Why does shift right in practice shifts left (and viceversa) in Neon and SSE?

(Note, in Neon I am using this data type to avoid dealing with conversions among 16-bit data types)

Why does "shift left" in intrinsics in practice "shift right"?

// Values contained in a
// 141 138 145 147 144 140 147 153 154 147 149 146 155 152 147 152
b = vshlq_n_u32(a,8);
// Values contained in b
// 0 141 138 145 0 144 140 147 0 154 147 149 0 155 152 147
b = vshrq_n_u32(a,8);
// Values contained in b
// 138 145 147 0 140 147 153 0 147 149 146 0 152 147 152 0

I remember finding the same situation when using _mm_slli_si128 (which is different though, a result after a shift will look like:

// b = _mm_slli_si128(a,1);
// 0 141 138 145 147 144 140 147 153 154 147 149 146 155 152 147

Is it because of endianness? Will it change from platform to platform?

Solution

You say "is this because of endianess" but it's more a case of type abuse. You're making assumptions about the bit ordering of the machine across byte/word boundaries and your non-byte instructions that impose local endianess on an operation (you're using an _u32 instruction which expects values that are unsigned 32 bit values, not arrays of 8 bit values).

As you say, you are asking it to shift a series of unsigned char values by /asking/ it to shift values in 32 bit units.

Unfortunately, you are going to need to put them in architecture order if you want to be able to do an architecture shift on them.

Otherwise you may want to look for a blit or move instruction, but you can't artificially coerce machine types into machine registers without paying architectural costs. Endianness will be just one of your headaches (alignment, padding, etc)

--- Late Edit ---

Fundamentally, you are confusing byte and bit shifts, we consider most significant bits to be "left"

bit number
87654321

hex
8421
00008421

00000001  = 0x01 (small, less significant)
10000000  = 0x80 (large, more significant)

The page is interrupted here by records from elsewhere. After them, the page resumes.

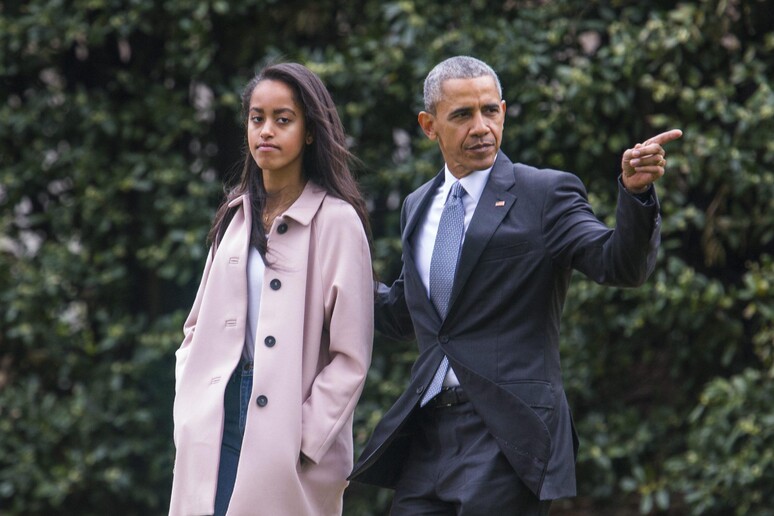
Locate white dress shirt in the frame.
[412,166,492,387]
[242,245,266,360]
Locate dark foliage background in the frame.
[0,0,774,516]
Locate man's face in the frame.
[419,75,505,179]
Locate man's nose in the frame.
[470,111,489,136]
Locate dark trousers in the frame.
[391,401,551,516]
[215,360,253,516]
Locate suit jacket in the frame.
[169,181,373,516]
[350,152,660,500]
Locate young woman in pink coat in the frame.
[169,63,373,516]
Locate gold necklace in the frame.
[263,182,306,229]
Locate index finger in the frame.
[643,129,683,145]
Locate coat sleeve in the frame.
[543,173,661,286]
[374,200,414,340]
[175,249,215,394]
[301,202,374,463]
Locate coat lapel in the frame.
[449,151,517,314]
[403,169,444,276]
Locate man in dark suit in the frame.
[351,57,682,515]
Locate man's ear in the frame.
[417,111,436,140]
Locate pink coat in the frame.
[169,181,374,516]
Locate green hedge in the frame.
[0,0,774,515]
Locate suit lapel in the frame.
[402,169,444,276]
[449,151,516,314]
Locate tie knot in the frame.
[450,181,465,199]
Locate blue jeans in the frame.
[215,359,253,516]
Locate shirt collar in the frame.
[443,159,494,204]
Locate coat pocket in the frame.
[498,380,556,413]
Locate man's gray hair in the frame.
[424,56,503,113]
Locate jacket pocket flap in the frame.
[499,380,555,410]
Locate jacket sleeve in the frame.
[543,173,661,287]
[374,196,414,340]
[301,203,374,463]
[175,249,215,394]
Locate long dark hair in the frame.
[207,63,371,261]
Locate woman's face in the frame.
[247,79,312,179]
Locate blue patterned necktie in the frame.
[420,181,465,406]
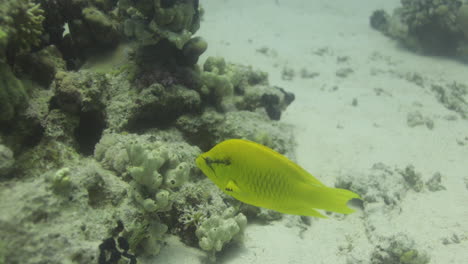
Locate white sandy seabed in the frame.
[154,0,468,264]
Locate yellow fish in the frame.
[196,139,360,218]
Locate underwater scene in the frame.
[0,0,468,264]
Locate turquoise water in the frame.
[0,0,468,264]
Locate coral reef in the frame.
[0,0,294,263]
[370,0,468,60]
[371,234,430,264]
[0,144,15,177]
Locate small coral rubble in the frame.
[371,0,468,60]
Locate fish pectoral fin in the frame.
[224,180,241,194]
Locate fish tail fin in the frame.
[303,185,361,214]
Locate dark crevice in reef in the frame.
[75,111,105,155]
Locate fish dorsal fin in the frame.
[227,139,325,186]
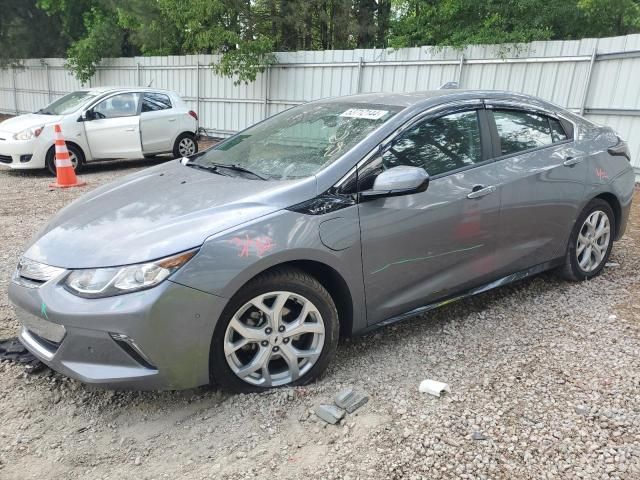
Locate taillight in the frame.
[607,137,631,161]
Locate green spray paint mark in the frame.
[371,244,484,275]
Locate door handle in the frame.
[467,185,496,198]
[562,157,582,167]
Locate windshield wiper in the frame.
[184,162,229,177]
[204,163,268,180]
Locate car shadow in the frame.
[0,155,173,178]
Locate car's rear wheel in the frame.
[210,268,339,392]
[45,143,85,177]
[173,133,198,158]
[562,198,615,281]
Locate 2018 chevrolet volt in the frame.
[9,90,634,391]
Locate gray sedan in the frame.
[9,90,634,391]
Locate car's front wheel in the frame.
[173,133,198,158]
[562,198,615,281]
[210,268,339,392]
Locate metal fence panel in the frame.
[0,34,640,172]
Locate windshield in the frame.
[36,92,96,115]
[193,103,401,180]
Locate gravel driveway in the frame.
[0,160,640,480]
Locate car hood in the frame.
[24,161,316,268]
[0,113,62,133]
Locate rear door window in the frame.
[493,109,553,155]
[142,93,172,112]
[383,110,482,177]
[93,93,140,119]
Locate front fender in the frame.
[171,206,366,336]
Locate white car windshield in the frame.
[192,102,401,180]
[36,91,96,115]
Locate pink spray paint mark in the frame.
[229,235,276,257]
[596,168,609,180]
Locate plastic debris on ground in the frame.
[334,387,369,413]
[0,337,46,373]
[418,379,451,397]
[315,404,345,425]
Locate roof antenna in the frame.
[438,82,459,90]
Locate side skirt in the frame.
[354,258,563,335]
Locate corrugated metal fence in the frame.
[0,35,640,172]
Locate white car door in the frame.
[84,92,142,159]
[140,92,179,153]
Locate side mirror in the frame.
[360,165,429,200]
[78,110,95,122]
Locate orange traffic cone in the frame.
[49,125,87,188]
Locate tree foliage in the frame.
[0,0,640,82]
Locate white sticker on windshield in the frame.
[340,108,389,120]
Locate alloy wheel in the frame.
[178,137,196,157]
[576,210,611,272]
[224,291,325,387]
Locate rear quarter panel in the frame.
[579,127,635,238]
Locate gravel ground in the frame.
[0,160,640,480]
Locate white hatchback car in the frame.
[0,87,198,174]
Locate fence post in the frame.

But the values you are shifting are 32 bit words, on a little endian machine that means the each subsequent address increases a more significant byte of the value, for a 32 bit word:

bit numbers
                1111111111111111
87654321fedcba0987654321fedcba09

To represent the 32-bit value 0x0001

                1111111111111111
87654321fedcba0987654321fedcba09

00000001000000000000000000000000

To shift it left by 2 positions

00000001000000000000000000000000
     v<
00000100000000000000000000000000

to shift it left by another 8 positions we have to warp it to next address:

00000100000000000000000000000000
      >>>>>>>v
00000000000001000000000000000000

This looks like a right shift if you are thinking in bytes. But we told this little-endian CPU that we were working on a uint32, so that means:

                1111111111111111
87654321fedcba0987654321fedcba09
 word01  word02  word03  word04   
00000001000000000000000000000000 = 0x0001
00000100000000000000000000000000 = 0x0004
00000000000001000000000000000000 = 0x0400

The problem is that this is a different order than the ordering you expect for a local array of 8 bit values, but you told the CPU the values were _u32 so it used it's native endianess for the operation.